Onder de Omval moet verstaan worden de landtong tussen de Amstel en het Diemer- of Watergraafsmeer. De oorsprong van deze naam moet gezocht worden in de verbinding die de Amstel hier vroeger met het nog niet drooggemaakte Watergraafsmeer had.
Als je goed op de ets kijkt, zie je een verliefd stelletje in de bosjes. De vluchtige kijker ziet alleen een gezicht op De Omval, toentertijd een landelijk gebied, waar veel Amsterdammers naartoe gingen voor een plezierig dagje uit. Op de Amsteldijk staat een man met een breedgerande hoed op zijn hoofd. Boven zijn schouder is de ingang zichtbaar van de ringvaart om de Watergraafsmeer. Daar staat ook één van de molens die het water uit de polder moesten wegmalen.
Helemaal rechts is het donkere gat van een gemetselde doorlaat voor het opgepompte water zichtbaar. Zeilbootjes liggen aangemeerd in de buurt van wat huizen. Over de Amstel wordt een gezelschap geroeid in een tentschuitje. Maar de hoofdrol wordt gespeeld door een knoestige wilg. In de schaduw van de boom zit een paartje verscholen, de jongen zet het meisje een bloemenkrans op het hoofd.
Op deze ets is De Omval te zien met de drie molens (links) die de Meer meehielpen droogmalen en de molen op het typische eilandje dat begrensd wordt door de Keulsevaart en de Amstel. Tekening van Rembrandt in de collectie van de hertog van Devonshire. (1653)
Op deze tekening staan boerderijen aan de St. Antonies- of Diemerdijk bij Houtewael één jaar vóór de dijkdoorbraak in 1651 toen de Meer volliep en Houtewael van de aardbodem werd weggevaagd. De tekening van Houtewael geeft aan de rechterkant de onderdijk weer, die verdwenen is bij de aanleg van de Schellingwouderbrug.
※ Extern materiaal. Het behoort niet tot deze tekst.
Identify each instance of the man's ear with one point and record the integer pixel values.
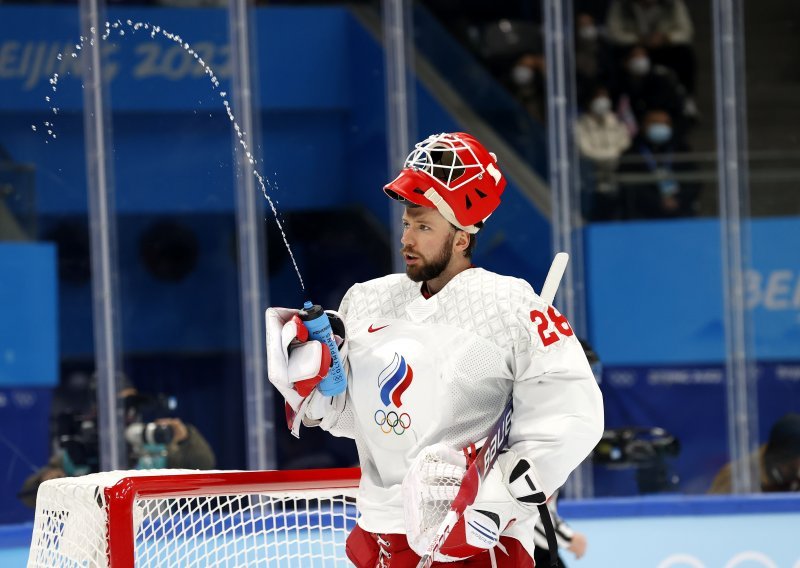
(461, 242)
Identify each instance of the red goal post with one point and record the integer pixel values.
(164, 517)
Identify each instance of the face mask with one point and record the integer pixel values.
(587, 33)
(659, 133)
(601, 105)
(522, 75)
(639, 65)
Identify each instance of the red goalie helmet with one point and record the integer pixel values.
(454, 174)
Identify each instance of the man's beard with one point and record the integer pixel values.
(425, 270)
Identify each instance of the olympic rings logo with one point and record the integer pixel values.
(392, 422)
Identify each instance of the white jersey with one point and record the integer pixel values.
(441, 369)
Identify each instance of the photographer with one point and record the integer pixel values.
(778, 461)
(155, 443)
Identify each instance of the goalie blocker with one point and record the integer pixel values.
(442, 347)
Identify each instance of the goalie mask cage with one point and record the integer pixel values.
(179, 518)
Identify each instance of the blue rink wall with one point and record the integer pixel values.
(666, 532)
(655, 307)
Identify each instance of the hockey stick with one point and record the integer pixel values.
(495, 442)
(553, 279)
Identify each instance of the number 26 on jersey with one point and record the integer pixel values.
(551, 326)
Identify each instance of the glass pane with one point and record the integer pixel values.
(646, 137)
(177, 253)
(773, 283)
(45, 278)
(321, 114)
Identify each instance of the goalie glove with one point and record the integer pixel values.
(296, 365)
(429, 488)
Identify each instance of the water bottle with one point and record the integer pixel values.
(319, 328)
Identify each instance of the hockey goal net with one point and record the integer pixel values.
(195, 519)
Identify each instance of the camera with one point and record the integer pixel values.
(140, 434)
(643, 449)
(77, 435)
(77, 438)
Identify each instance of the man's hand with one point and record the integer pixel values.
(577, 545)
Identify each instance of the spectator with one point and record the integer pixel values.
(664, 27)
(658, 193)
(10, 228)
(601, 140)
(644, 86)
(778, 461)
(76, 437)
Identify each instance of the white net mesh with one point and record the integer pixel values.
(261, 526)
(429, 488)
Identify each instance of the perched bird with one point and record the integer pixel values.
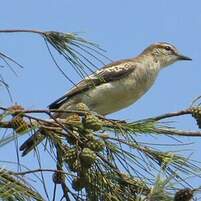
(115, 86)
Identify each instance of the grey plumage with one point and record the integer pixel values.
(115, 86)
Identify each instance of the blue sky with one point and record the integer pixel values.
(124, 29)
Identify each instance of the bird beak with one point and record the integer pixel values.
(182, 57)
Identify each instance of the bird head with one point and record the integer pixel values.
(165, 53)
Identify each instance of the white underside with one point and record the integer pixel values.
(114, 96)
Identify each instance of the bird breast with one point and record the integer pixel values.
(113, 96)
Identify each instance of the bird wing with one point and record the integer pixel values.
(110, 72)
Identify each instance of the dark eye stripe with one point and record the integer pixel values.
(168, 48)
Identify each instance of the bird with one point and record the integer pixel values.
(114, 86)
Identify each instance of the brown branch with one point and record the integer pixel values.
(40, 170)
(178, 132)
(21, 31)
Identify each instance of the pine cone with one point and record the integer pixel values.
(184, 195)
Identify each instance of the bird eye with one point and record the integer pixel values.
(168, 48)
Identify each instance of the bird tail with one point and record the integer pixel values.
(32, 142)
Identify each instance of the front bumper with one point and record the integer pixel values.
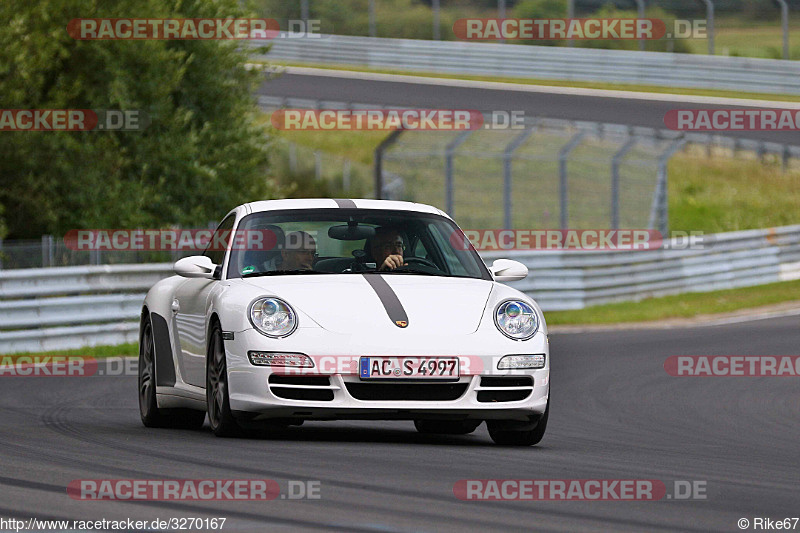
(261, 393)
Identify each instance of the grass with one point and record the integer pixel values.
(555, 83)
(680, 306)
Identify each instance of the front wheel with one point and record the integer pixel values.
(217, 400)
(508, 437)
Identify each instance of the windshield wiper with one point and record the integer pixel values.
(281, 273)
(406, 270)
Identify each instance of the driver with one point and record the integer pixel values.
(387, 248)
(298, 252)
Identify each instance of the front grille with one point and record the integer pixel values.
(406, 391)
(514, 394)
(503, 381)
(305, 388)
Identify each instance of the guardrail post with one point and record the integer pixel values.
(640, 5)
(304, 10)
(508, 153)
(385, 143)
(615, 161)
(710, 25)
(659, 212)
(448, 170)
(373, 32)
(436, 30)
(563, 193)
(785, 25)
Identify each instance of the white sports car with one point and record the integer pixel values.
(328, 309)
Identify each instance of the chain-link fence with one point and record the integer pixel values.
(553, 173)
In 1652 tekende Rembrandt ook het tolhuis, bij de ingang van de Kruislaan, en de Duivendrechtermolen aan het Weesperzandpad bij de Keulsevaart. Waarschijnlijk bevond hij zich op de buitenplaats Solitudo, aan de rechterkant van genoemde vaart.
Het is op deze tekening alsof Rembrandt met een zelfontspanner een foto van Diemen heeft gemaakt. Hij zit zelf tekenend op de ‘foto’. De kerk van Diemen (stond op de plek naast het begraafplaatsje Gedenk te Sterven) is allang verdwenen. De nieuwe kerk en het Gemeentehuis werden in de negentiende eeuw in Diemerbrug gebouwd.
Het spreekt vanzelf dat Rembrandt meermalen door de Meer heeft gedwaald. Zijn tekeningen, daar gemaakt, bewijzen dat.